Zacchaeus’ encounter with Jesus demonstrates how God’s love should blow open our lives. It should free us from sin. From negative thinking. From focusing on judgment or what others think -- from giving in to the obstacles that would keep us from seeing Jesus. Zacchaeus shows us how to find Jesus – Jesus who restored physical sight to the blind beggar and a spiritual sight to the wealthy Zaccheaus. Jesus, who comes to us today, asking us what he can do for us? Jesus, who initiates an invitation to stay with us, to eat with us – a Jesus who first sees us, sees through us, and restores our ability to see the world as God sees it – in all its potential, in all the opportunities for love and service that exist – to see, really see – the people around us. That’s what our marathon of faith is about – learning to see – risking to see – even if it means climbing out on that limb.
Today’s marathon is a triumph of 48,000 lives, 12,000 volunteers, over 2 million spectators – who – for a number of hours – come together and confront a world that tempts us to think: it can’t be done, keep quiet, stay back, we’re too old, we’re too young, we can’t make a difference. Despite the threats – or fears of the attacks – the drive to overcome adversity today prevails. So what if there are people who think you’re an outcast. Don’t be afraid to stand out. So what if people label you – you know who you are, so don’t forget it. So what if people stand in the way. See that tree? Climb it.
Team Jesus, today is our day to stretch ourselves in spirit—to take the challenge – stand out -- to be hospitable – to be generous -- to bring restoration, to glorify God. To help others catch that glimpse of Jesus and find wholeness and acceptance in his name. That’s our Team. Don’t be afraid to stand and be noticed.

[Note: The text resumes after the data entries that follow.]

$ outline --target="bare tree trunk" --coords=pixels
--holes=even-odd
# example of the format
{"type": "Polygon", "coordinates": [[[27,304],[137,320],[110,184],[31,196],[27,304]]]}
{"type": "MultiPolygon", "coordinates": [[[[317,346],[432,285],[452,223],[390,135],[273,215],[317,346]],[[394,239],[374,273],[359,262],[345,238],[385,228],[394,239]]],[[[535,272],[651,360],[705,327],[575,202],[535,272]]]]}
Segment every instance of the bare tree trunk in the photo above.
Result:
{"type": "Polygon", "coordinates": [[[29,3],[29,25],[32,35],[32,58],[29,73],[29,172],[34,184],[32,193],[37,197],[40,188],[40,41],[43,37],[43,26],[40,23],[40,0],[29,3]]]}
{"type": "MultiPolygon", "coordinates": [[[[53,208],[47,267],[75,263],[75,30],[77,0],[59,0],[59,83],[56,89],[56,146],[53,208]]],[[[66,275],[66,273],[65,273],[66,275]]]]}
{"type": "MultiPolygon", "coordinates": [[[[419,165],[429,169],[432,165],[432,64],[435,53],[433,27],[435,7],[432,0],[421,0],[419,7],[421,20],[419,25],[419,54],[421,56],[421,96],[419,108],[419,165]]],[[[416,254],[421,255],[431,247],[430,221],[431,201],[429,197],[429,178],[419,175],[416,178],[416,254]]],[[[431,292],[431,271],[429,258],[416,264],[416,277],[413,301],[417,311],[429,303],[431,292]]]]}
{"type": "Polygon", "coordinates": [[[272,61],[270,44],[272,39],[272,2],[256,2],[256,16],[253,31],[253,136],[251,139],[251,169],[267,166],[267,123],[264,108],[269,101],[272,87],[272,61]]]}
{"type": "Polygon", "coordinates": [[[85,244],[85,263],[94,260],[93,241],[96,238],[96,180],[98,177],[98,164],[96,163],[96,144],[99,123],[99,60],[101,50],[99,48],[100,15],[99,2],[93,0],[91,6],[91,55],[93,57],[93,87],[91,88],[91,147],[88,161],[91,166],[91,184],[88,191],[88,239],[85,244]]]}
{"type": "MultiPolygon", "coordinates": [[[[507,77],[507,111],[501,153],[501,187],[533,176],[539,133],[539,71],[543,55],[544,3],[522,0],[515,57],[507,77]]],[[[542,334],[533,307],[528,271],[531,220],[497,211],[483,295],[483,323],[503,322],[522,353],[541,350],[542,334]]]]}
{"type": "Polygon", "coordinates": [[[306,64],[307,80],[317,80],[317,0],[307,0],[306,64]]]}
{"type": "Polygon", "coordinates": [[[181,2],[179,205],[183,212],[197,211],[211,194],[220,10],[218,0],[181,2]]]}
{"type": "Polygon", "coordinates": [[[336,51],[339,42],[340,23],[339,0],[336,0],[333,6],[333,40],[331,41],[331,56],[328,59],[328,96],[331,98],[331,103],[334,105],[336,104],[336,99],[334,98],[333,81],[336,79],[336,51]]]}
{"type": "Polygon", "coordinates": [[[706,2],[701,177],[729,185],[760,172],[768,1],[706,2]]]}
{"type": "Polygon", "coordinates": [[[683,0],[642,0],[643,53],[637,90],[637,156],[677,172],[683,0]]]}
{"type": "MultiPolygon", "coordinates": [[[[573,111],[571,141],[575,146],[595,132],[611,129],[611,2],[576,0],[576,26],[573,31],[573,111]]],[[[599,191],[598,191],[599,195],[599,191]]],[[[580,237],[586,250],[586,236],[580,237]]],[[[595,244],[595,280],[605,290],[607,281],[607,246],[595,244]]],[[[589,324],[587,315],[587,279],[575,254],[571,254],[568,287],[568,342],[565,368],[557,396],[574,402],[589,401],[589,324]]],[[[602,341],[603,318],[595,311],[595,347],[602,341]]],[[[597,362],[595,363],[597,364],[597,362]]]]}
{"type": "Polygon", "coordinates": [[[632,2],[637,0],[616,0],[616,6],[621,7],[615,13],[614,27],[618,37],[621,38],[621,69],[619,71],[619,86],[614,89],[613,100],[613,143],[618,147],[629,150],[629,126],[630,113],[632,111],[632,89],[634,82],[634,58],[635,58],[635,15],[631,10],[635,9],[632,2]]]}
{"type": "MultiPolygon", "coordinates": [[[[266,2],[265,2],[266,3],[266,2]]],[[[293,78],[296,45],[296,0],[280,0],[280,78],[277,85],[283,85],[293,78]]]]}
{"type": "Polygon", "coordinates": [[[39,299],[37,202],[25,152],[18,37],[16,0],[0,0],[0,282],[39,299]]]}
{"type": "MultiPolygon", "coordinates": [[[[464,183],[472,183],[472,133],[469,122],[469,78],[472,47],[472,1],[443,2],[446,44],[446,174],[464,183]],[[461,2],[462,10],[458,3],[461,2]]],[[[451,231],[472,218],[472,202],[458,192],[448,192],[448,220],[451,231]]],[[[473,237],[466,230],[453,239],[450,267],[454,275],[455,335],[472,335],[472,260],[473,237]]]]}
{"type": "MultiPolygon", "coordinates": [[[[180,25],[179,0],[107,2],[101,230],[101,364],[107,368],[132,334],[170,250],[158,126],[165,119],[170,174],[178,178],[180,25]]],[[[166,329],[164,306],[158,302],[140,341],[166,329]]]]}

Some of the ancient church legends say that Zacchaeus was surnamed Matthias, by the apostles, and it was Zacchaeus who took the place of Judas Iscariot after Judas died. Some say Zacchaeaus was the first bishop of Caesarea. We really don’t know. What we do know is that seeing Jesus changed Zacchaeaus’ life, and he used his money, his talents for building up the vision of Team Jesus on earth. A vision that stretched down through the centuries. A vision that finds us here today. A vision that says to each of us –Team -- run for the outcasts, run for those who have lost their way, run for who’ve never seen Jesus. If the course gets difficult, painful, frustrating – don’t worry. We’ve got each other – we’ve got the great cloud of saints cheering us on – and we’ve got Jesus – our companion, our goal, our coach – alongside us and calling us forward – until we cross that finish line. Amen.

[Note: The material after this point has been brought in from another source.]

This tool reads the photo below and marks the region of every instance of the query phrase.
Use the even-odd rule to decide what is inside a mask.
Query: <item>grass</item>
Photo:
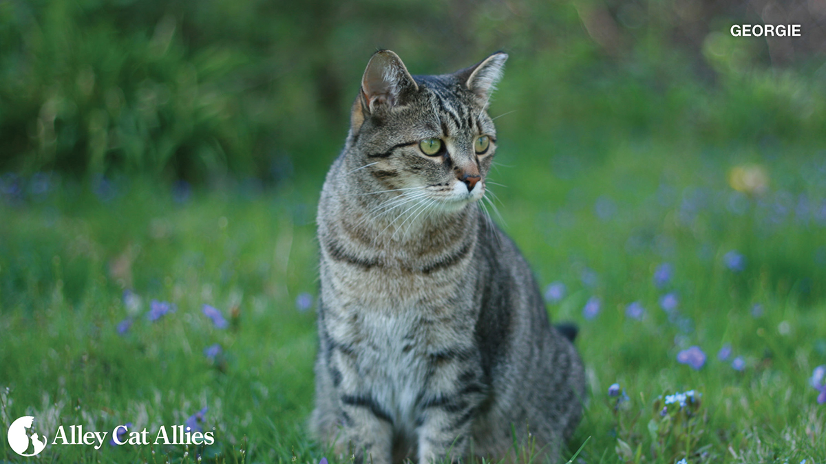
[[[566,286],[548,304],[553,319],[581,329],[590,399],[566,460],[584,443],[576,462],[826,461],[826,405],[809,386],[826,363],[826,157],[816,144],[616,137],[597,156],[512,134],[500,141],[491,178],[506,187],[491,187],[504,221],[494,218],[540,285]],[[766,191],[733,189],[732,169],[754,165],[770,179]],[[56,178],[15,194],[4,178],[2,422],[34,415],[49,438],[59,424],[131,422],[152,436],[206,407],[211,446],[50,445],[40,459],[340,462],[306,433],[315,313],[296,303],[317,288],[324,168],[276,190],[239,184],[188,196],[140,179]],[[732,250],[744,257],[741,271],[725,264]],[[657,287],[663,263],[673,275]],[[126,289],[140,301],[125,302]],[[659,306],[669,292],[680,315],[671,322]],[[601,310],[586,320],[591,297]],[[150,321],[152,300],[176,310]],[[633,301],[642,320],[625,315]],[[204,304],[230,327],[215,328]],[[222,353],[211,359],[214,343]],[[726,343],[742,372],[718,360]],[[699,370],[676,361],[692,345],[707,356]],[[615,382],[627,400],[608,395]],[[659,414],[659,396],[692,389],[699,403]],[[2,443],[0,459],[14,462]]]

According to Clement of Alexandria, in his book Stromata, Zacchaeus was surnamedMatthias by the apostles, and took the place of Judas Iscariot after Jesus' ascension. Luke told us that Matthias in the beginning was with Jesus since the baptism of John (Acts 1:21-23). John also told us that later many of his disciples turned back and no longer followed him (John 6:60-66). The later Apostolic Constitutions identify "Zacchaeus the Publican" as the first bishop of Caesarea (7.46).